Methylphenidate: May diminish the antihypertensive effect of Antihypertensives. Risk C: Monitor therapy

Nonsteroidal Anti-Inflammatory Agents: May diminish the therapeutic effect of Thiazide Diuretics. Risk C: Monitor therapy

Pentoxifylline: May enhance the hypotensive effect of Antihypertensives. Risk C: Monitor therapy

P-Glycoprotein Inducers: May decrease the serum concentration of P-Glycoprotein Substrates. P-glycoprotein inducers may also further limit the distribution of p-glycoprotein substrates to specific cells/tissues/organs where p-glycoprotein is present in large amounts (e.g., brain, T-lymphocytes, testes, etc.). Risk C: Monitor therapy

P-Glycoprotein Inhibitors: May increase the serum concentration of P-Glycoprotein Substrates. P-glycoprotein inhibitors may also enhance the distribution of p-glycoprotein substrates to specific cells/tissues/organs where p-glycoprotein is present in large amounts (e.g., brain, T-lymphocytes, testes, etc.). Risk C: Monitor therapy

Phosphodiesterase 5 Inhibitors: May enhance the antihypertensive effect of Antihypertensives. Risk C: Monitor therapy

Prostacyclin Analogues: May enhance the hypotensive effect of Antihypertensives. Risk C: Monitor therapy

RiTUXimab: Antihypertensives may enhance the hypotensive effect of RiTUXimab. Risk D: Consider therapy modification

Yohimbine: May diminish the antihypertensive effect of Antihypertensives. Risk C: Monitor therapy

PREGNANCY RISK FACTOR — D (show table)

PREGNANCY IMPLICATIONS — See individual agents.

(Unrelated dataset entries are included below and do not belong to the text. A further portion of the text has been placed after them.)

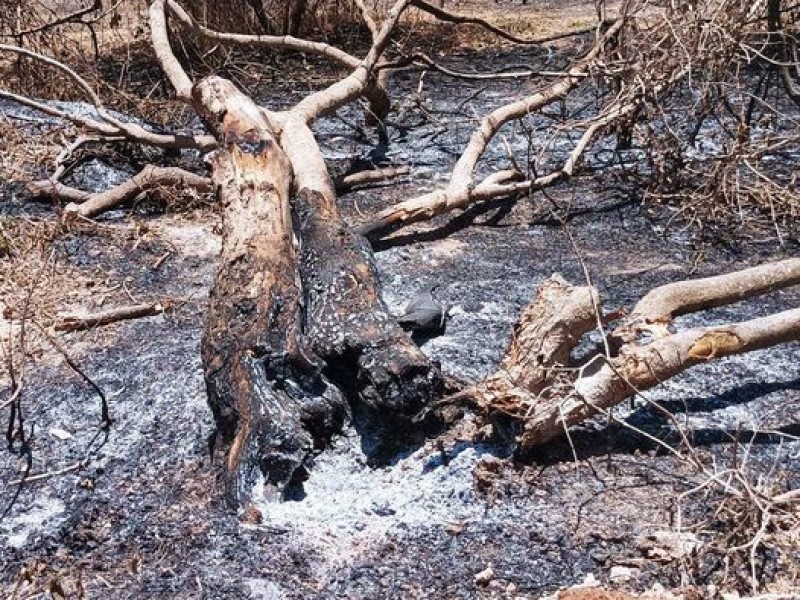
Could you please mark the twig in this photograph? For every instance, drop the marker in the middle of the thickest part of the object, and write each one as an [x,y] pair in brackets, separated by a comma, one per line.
[75,322]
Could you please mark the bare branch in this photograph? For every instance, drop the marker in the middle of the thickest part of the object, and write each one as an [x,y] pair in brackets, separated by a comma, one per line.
[285,42]
[348,182]
[358,82]
[450,17]
[77,322]
[166,57]
[664,303]
[73,17]
[91,205]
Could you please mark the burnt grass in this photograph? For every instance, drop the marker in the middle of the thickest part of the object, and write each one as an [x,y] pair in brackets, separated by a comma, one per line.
[145,518]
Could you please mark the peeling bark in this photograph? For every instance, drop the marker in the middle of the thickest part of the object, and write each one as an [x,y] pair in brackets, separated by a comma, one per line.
[265,386]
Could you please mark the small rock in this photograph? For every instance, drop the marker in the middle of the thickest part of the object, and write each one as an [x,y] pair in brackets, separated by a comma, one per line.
[252,515]
[59,434]
[620,573]
[485,576]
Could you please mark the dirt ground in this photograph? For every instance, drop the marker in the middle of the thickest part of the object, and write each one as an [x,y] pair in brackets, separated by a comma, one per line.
[143,516]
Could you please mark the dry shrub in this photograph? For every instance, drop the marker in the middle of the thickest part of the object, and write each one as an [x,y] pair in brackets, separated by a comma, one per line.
[719,138]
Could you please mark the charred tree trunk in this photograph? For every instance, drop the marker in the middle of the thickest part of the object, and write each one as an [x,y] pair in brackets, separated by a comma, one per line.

LACTATION — Excretion in breast milk unknown/not recommended

BREAST-FEEDING CONSIDERATIONS — See individual agents.

DIETARY CONSIDERATIONS — Take with or without meals; a high-fat meal reduces aliskiren absorption substantially.

PRICING — (data from drugstore.com)
Tablets (Tekturna HCT)
300-25 mg (30): $102.72

MONITORING PARAMETERS — Blood pressure; serum electrolytes, BUN, serum creatinine; fluid status

MECHANISM OF ACTION — Aliskiren is a direct renin inhibitor, resulting in blockade of the conversion of angiotensinogen to angiotensin I. Angiotensin I suppression decreases the formation of angiotensin II (Ang II), a potent blood pressure-elevating peptide (via direct vasoconstriction, aldosterone release, and sodium retention). Hydrochlorothiazide inhibits sodium reabsorption in the distal tubules causing increased excretion of sodium and water as well as potassium and hydrogen ions.

PHARMACODYNAMICS / KINETICS — See individual agents.